The number of people in jail who couldn't afford low bail amounts has also declined, according to the judiciary report. In 2018, the number of people who couldn't pay $2,500 decreased to 4.6%, and then went down to 2.4% in 2019. In 2020, it was 0.2%, or a total of 14 people. Meanwhile, the court appearance rate has hovered around 90% in 2017, 2018 and 2019.

"Any time I hear someone say [eliminating] cash bail means a person's going to walk free — it's just not true," Sims, the state senator, said. "What is true is taking cash bail out of the equation means that you're not stripping wealth from individuals, and we are not violating a fundamental constitutional right — which is you are innocent until proven guilty."
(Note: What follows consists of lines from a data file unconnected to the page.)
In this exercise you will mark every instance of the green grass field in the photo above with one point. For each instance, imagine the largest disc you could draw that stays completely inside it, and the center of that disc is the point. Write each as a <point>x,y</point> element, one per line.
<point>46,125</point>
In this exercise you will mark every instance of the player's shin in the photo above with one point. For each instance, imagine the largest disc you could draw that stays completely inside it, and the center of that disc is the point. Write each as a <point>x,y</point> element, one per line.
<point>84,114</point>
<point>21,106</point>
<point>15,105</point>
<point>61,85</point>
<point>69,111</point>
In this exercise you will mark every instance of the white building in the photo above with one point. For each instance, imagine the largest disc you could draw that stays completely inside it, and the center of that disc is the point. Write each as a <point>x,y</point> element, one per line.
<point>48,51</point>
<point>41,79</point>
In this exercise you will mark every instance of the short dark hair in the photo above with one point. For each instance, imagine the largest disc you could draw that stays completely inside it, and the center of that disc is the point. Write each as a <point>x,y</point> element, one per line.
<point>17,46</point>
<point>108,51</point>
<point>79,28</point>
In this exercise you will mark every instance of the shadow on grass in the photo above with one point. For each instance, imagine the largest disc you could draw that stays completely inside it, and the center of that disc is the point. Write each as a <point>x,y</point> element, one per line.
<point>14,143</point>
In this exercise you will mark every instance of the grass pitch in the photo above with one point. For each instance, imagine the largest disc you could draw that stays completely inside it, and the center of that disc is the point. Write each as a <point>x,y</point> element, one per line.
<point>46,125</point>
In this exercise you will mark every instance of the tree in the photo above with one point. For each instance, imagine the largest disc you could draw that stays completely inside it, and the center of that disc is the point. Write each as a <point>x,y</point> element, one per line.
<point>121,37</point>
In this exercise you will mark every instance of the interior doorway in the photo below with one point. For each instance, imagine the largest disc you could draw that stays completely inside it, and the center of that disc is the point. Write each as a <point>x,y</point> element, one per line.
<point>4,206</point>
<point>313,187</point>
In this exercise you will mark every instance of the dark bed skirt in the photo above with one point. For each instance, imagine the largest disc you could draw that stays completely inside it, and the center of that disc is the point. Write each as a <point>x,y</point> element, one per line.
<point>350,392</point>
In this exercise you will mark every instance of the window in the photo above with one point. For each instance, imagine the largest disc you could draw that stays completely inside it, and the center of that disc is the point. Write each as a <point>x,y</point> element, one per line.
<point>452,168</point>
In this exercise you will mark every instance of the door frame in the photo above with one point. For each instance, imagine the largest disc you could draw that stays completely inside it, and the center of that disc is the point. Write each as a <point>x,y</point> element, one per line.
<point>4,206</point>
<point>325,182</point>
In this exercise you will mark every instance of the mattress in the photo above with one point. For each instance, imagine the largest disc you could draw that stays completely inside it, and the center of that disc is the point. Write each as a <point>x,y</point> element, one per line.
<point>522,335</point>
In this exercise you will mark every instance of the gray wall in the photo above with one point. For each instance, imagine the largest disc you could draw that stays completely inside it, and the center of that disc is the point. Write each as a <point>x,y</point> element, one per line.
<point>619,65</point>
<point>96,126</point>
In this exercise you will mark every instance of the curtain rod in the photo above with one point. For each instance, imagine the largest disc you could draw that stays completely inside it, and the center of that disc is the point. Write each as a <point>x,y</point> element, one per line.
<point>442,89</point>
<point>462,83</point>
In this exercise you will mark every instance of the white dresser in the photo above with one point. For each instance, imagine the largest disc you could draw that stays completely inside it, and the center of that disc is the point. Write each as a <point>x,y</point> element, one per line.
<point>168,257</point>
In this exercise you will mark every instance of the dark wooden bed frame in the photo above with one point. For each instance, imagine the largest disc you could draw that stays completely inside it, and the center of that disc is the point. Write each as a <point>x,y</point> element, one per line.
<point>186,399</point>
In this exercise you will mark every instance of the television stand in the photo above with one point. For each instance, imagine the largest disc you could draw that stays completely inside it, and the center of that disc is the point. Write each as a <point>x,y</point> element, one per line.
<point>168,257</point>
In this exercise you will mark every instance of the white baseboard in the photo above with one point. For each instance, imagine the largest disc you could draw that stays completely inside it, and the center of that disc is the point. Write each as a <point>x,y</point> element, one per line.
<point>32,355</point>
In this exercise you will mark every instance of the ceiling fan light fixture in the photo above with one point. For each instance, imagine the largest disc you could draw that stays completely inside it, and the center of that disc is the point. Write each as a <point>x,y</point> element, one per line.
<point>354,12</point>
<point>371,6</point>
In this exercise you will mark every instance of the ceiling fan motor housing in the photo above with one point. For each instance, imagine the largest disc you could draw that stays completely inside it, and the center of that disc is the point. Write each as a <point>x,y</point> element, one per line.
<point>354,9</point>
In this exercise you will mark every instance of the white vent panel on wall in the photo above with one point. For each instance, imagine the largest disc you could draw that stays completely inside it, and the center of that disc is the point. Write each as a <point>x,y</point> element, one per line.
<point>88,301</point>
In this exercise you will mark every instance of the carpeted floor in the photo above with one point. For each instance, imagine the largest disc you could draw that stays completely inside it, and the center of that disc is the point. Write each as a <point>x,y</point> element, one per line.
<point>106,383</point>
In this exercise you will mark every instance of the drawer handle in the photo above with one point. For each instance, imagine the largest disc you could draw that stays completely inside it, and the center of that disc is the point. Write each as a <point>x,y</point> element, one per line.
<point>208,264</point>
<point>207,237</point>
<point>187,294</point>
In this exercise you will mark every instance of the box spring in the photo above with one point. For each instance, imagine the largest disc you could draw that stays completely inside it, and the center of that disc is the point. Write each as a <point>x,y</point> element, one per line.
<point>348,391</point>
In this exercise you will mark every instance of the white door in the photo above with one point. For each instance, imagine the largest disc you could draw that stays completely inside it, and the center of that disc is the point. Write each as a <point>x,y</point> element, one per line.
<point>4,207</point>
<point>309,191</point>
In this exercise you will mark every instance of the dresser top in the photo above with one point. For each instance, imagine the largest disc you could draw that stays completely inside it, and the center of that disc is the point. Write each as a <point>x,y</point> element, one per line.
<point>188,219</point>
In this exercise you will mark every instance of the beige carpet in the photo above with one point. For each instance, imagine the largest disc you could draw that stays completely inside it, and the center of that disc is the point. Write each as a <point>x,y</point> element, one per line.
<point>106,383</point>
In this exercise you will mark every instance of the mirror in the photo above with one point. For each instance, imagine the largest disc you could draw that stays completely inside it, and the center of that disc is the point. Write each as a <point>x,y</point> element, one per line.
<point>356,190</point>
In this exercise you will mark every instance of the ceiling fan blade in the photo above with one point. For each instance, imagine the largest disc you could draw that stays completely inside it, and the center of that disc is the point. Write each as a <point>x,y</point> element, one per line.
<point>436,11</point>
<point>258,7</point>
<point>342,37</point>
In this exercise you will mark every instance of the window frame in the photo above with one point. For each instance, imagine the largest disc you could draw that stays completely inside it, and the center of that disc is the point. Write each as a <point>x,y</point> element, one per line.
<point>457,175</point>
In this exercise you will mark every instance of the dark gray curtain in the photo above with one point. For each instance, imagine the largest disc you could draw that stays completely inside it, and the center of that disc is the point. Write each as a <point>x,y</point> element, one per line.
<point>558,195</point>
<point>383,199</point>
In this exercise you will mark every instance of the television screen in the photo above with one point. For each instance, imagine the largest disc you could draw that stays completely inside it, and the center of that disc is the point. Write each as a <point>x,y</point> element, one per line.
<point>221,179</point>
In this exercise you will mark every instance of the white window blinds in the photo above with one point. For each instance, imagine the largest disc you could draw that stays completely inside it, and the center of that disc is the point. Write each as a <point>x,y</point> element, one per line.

Judge Hull, who was a prosecutor for 15 years, said he agrees people should not be jailed because they can't afford bail for low-level nonviolent offenses "when you know they're going to appear, and they're not a threat to public safety."

And not having a cash bail system could be more effective in holding the most violent offenders, he said, recalling a case where someone charged with murder was able to walk free after bail was set at $3 million because his family was able to post $300,000.

"So in a situation like that, this law is great because if a judge finds that he should be detained, no matter how much money he has, he can't walk out the door," Judge Hull said.

And other states will pay attention to what happens in Illinois, according to Rahman.

"Really, what Illinois is a test of is, 'Is this the new direction? Is this the final frontier of no more money bail? Have we actually hit it, and can we keep moving forward?'" she said.